Min Han scite author profile

Patients with subarachnoid hemorrhage (SAH) often suffer from cognitive function impairments even when they have received proper treatment, such as the clipping or coiling of aneurysms, and this causes problems with returning to work and burdens the family. Increasing attention has been paid to mesenchymal stem cell (MSC)-derived extracellular vesicle (MSC-EV) as promising therapeutic vesicles for stroke management.

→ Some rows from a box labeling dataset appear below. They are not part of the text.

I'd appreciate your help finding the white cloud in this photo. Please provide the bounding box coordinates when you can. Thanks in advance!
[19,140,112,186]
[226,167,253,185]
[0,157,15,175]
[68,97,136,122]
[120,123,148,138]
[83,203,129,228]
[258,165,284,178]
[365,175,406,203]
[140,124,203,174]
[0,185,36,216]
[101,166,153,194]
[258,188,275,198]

In this study, we explored the potential role of MSC-EV in a rat model of SAH. We observed that MSC-EV ameliorated early brain injury (EBI) after SAH by reducing the apoptosis of neurons and that SAH induced an increase in the expression level of miR-21 in the prefrontal cortex and hippocampus. In addition, using miRNA profiling and CSF sequencing data from the exRNA Atlas, we demonstrated that EV-derived miR-21 protected neurons from apoptosis and alleviated SAH-induced cognitive dysfunction. The neuroprotective role of MSC-EV was abrogated by miR-21 knockdown or the administration of MK2206, a PTEN/Akt inhibitor. Overall, our results suggest that MSC-EV promotes neuronal survival and alleviates EBI after SAH through transferring miR-21 to recipient neurons.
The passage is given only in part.